Trio Atto III, “Marie Theres'! Hab' mir's gelobt”
Genesi dell’opera
«[…] Ma c’è qualcosa che per noi due è assai più importante (così spero): qui in tre pomeriggi tranquilli ho preparato un canovaccio completo e tutto originale di un’opera, con decisi elementi comici nei personaggi e nelle situazioni, con una vicenda varia ed evidente quasi come una pantomima, con occasioni per parti liriche, burlesche, umoristiche e perfino per un piccolo balletto. Il mio abbozzo lo trovo incantevole, e il conte Kessler, con cui ne ho discusso, è entusiasta. Due belle parti per baritono e per un’attraente fanciulla in costume virile à la Farrar o Mary Garden. Epoca: la Vienna di Maria Teresa. […]».
(Lettera di Hugo von Hofmannsthal a Richard Strauss dell’11/02/1909)
(Lettera di Hugo von Hofmannsthal a Richard Strauss dell’11/02/1909)

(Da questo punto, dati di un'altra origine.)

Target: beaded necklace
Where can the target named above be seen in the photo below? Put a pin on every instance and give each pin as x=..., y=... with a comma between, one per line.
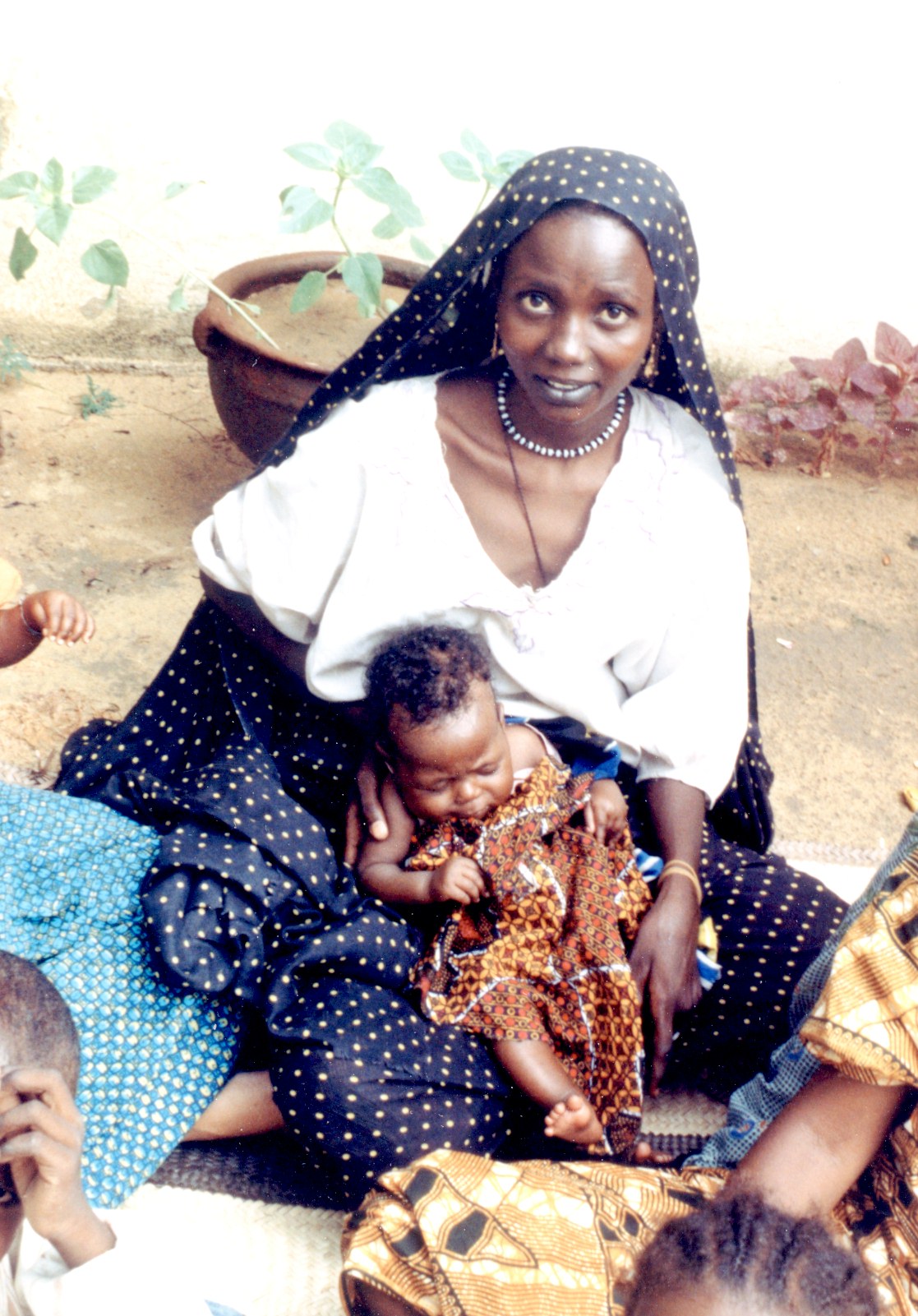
x=541, y=449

In questa lettera del febbraio 1909, Hugo von Hofmannsthal rivela al compositore il progetto di un’opera che si avvicinava allo spirito mozartiano e all’opera buffa italiana, seguendo le intenzioni di Strauss, dopo gli “eccessi” di Salome ed Elektra. Fondamentale è, in effetti, il rinvio alla Nozze di Figaro di Mozart, ma anche a Monsieur de Pourceaugnac di Molière e al ciclo di Louvet de Couvray intitolato Les amours du chevalier de Faublas.

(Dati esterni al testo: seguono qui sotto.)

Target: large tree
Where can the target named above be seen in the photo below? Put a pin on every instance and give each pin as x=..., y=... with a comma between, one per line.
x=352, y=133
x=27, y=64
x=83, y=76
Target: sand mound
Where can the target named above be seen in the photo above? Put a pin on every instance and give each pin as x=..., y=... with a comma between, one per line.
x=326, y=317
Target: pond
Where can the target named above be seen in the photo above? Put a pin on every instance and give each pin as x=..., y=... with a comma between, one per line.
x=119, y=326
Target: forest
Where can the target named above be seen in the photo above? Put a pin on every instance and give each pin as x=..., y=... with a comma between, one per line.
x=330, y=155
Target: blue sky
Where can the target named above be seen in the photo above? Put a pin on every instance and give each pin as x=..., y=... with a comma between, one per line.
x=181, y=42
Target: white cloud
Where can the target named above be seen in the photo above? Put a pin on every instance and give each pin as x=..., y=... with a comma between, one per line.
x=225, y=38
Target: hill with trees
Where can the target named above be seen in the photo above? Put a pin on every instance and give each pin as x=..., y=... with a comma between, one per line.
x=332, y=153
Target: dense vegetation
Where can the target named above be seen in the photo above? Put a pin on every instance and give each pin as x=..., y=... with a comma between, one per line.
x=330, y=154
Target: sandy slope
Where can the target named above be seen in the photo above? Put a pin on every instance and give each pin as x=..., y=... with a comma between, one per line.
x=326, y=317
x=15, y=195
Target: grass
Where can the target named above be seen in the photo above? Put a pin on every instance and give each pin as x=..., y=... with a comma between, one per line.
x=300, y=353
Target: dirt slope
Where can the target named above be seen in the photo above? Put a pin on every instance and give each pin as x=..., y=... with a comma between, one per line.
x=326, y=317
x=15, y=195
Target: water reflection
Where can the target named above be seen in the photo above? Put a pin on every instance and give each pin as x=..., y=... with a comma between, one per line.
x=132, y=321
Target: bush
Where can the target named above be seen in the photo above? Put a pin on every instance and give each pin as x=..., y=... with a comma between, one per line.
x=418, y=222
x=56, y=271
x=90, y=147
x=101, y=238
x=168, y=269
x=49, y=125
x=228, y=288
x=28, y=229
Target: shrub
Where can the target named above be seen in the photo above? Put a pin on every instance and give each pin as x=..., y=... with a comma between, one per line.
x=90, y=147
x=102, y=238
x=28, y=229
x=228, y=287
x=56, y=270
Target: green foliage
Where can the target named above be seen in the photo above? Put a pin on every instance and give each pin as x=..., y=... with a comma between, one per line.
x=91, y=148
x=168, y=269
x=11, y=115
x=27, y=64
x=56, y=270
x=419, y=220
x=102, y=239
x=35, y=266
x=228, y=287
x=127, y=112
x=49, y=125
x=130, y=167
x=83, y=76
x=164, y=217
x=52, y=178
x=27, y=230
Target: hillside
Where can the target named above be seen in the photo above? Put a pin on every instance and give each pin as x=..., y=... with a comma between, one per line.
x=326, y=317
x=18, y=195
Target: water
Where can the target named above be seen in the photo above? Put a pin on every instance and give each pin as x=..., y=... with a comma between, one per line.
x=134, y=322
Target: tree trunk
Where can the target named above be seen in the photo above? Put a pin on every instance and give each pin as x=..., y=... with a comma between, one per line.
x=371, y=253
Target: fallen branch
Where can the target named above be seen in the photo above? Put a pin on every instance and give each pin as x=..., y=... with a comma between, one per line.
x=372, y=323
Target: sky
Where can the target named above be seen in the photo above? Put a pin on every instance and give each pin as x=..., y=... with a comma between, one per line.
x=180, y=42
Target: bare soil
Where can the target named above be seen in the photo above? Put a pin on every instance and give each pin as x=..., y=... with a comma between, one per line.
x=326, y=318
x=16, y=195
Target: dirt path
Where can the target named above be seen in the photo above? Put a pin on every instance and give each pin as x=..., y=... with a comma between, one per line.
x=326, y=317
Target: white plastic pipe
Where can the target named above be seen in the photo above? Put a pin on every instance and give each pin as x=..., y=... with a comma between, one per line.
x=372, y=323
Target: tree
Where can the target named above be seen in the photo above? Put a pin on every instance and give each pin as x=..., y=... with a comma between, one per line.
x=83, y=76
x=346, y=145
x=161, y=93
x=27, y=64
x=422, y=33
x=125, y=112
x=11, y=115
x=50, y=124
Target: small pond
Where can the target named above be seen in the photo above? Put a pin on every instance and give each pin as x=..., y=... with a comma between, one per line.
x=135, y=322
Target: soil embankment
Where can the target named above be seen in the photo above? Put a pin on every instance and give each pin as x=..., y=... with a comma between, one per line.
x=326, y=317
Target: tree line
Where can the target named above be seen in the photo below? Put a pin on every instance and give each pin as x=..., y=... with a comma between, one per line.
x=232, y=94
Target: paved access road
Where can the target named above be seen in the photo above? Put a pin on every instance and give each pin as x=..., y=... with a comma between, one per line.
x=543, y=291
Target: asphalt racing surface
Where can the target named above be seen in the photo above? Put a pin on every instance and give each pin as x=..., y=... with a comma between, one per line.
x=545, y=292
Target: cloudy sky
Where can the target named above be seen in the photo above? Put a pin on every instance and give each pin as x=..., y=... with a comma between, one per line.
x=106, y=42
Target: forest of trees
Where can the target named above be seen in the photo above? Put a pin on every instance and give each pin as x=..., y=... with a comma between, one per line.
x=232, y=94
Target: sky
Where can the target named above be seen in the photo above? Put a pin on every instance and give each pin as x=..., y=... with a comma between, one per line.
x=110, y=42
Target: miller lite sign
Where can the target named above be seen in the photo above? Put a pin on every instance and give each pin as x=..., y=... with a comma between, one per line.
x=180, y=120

Un altro riferimento importante è contenuto in una lettera di Strauss a Hofmannsthal (13 agosto 1909): «Nel Falstaff di Verdi c’è un monologo tanto grazioso all’inizio dell’ultimo atto: comincia con le parole: “Ehi! Taverniere! / Mondo ladro”. Immagino simile la scena del Barone dopo che Faninal è uscito: il Barone sul divano, il medico che lo assiste, i domestici muti schierati a capo del letto, il Barone che parla a intervalli, un po’ tra sé, un po’ agli altri. Ora trionfante, ora abbattuto, sempre interrotto dagli interventi orchestrali
si lamenta del dolore,
maledice Quinqin,
fa commenti sulla sposa.
L’impostazione è buona, ma è da svolgere ancora un po’, qualcosa come 8 versi.[…]».

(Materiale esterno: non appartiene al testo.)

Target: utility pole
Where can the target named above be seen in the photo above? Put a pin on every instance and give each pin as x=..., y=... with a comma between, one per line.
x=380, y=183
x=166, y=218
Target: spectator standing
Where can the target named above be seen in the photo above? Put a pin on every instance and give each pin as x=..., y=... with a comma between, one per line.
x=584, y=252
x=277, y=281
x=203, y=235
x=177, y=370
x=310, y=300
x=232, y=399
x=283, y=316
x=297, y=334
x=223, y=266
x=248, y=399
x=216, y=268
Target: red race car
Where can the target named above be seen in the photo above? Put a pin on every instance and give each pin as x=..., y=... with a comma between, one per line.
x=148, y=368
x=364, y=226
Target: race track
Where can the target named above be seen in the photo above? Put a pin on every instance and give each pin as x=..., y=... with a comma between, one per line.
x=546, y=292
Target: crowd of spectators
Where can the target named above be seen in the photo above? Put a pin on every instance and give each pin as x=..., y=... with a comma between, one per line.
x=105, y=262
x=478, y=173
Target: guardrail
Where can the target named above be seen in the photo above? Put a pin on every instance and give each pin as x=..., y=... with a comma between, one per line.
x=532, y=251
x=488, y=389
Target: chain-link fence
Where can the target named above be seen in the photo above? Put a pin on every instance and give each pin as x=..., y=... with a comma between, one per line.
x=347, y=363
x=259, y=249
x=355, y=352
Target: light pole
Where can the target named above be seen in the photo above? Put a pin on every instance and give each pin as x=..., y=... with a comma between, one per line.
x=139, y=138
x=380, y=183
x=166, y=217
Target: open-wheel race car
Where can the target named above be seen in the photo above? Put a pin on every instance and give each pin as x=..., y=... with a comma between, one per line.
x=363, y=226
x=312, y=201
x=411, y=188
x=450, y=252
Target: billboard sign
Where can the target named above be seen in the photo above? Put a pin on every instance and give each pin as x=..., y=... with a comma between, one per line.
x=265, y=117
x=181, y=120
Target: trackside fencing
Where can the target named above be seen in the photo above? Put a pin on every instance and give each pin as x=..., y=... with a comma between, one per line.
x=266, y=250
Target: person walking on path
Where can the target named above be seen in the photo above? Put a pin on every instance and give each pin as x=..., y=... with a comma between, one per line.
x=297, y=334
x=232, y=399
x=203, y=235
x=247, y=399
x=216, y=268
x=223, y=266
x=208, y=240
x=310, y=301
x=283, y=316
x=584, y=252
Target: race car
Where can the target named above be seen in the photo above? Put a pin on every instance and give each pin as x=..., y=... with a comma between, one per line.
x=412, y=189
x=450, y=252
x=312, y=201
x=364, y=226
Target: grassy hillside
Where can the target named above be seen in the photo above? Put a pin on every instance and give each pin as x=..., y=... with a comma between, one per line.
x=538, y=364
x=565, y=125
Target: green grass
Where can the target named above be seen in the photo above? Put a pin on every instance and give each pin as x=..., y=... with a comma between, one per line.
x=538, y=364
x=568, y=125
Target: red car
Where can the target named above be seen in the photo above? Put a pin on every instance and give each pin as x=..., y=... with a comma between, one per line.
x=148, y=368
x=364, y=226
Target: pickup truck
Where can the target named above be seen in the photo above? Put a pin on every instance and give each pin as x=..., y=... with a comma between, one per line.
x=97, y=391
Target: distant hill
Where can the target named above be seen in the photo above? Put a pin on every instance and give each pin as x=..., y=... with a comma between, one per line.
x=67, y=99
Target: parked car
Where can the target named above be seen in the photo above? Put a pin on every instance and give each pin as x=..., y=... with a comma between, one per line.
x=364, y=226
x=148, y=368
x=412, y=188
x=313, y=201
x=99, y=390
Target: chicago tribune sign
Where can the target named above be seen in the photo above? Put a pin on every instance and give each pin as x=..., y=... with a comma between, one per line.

Der Rosenkavalier rappresenta, secondo molti, il prodotto più riuscito della lunga e proficua collaborazione tra Richard Strauss e Hugo von Hofmannsthal: fin dalla sua prima rappresentazione a Dresda nel 1911, con la regia di Max Reinhardt, l’opera fu accolta in modo trionfale, dovunque, eccetto alla prima italiana (sempre nel 1911 alla Scala), dove venne contestata e fischiata da un gruppo di giovani futuristi. Non unanime è stata, nei confronti dell’opera, la critica, soprattutto nei primi decenni: celebre la “stroncatura” di Adorno, secondo il quale la musica di Strauss possedeva “una spontaneità derivante unicamente dalla tecnica”.
Libretto
«Il libretto di Hofmannsthal è circonfuso da una graziosa atmosfera rococò che mi sono sforzato di tradurre in musica. Lo spirito di Mozart mi era presente, ma io sono rimasto fedele a me stesso». Richard Strauss
Nella prima lettera riguardante Der Rosenkavalier di Hofmannsthal a Strauss del 1909, lo scrittore confidò che il libretto era stato creato dopo un colloquio con il suo amico, il conte Harry Kessler, al quale è dedicata la prima edizione. L’amicizia tra i due vacillò, però, dopo quest’episodio perché il conte giudicava il suo contributo molto maggiore di quanto Hofmannsthal volesse ammettere. Alla fine Hofmannsthal corresse il tiro scrivendo : «Dedico al Conte Harry Kessler questa commedia, che deve molto alla sua collaborazione».
Considerato un capolavoro in sede letteraria, il libretto è scritto in un linguaggio estremamente elaborato grazie al quale, come afferma lo stesso letterato, «ogni personaggio ritraesse contemporaneamente se stesso e il proprio rango sociale, un linguaggio che fosse il medesimo sulle bocche di tutti e tuttavia differente in ogni singolo personaggio, con una gamma abbastanza varia di possibilità: dal linguaggio assai semplice della Marescialla alla parlata concisa, elegante di Octavian, al linguaggio artificioso di Faninal e a quella originale commistione di pompa e grossolanità in bocca al buffo Ochs».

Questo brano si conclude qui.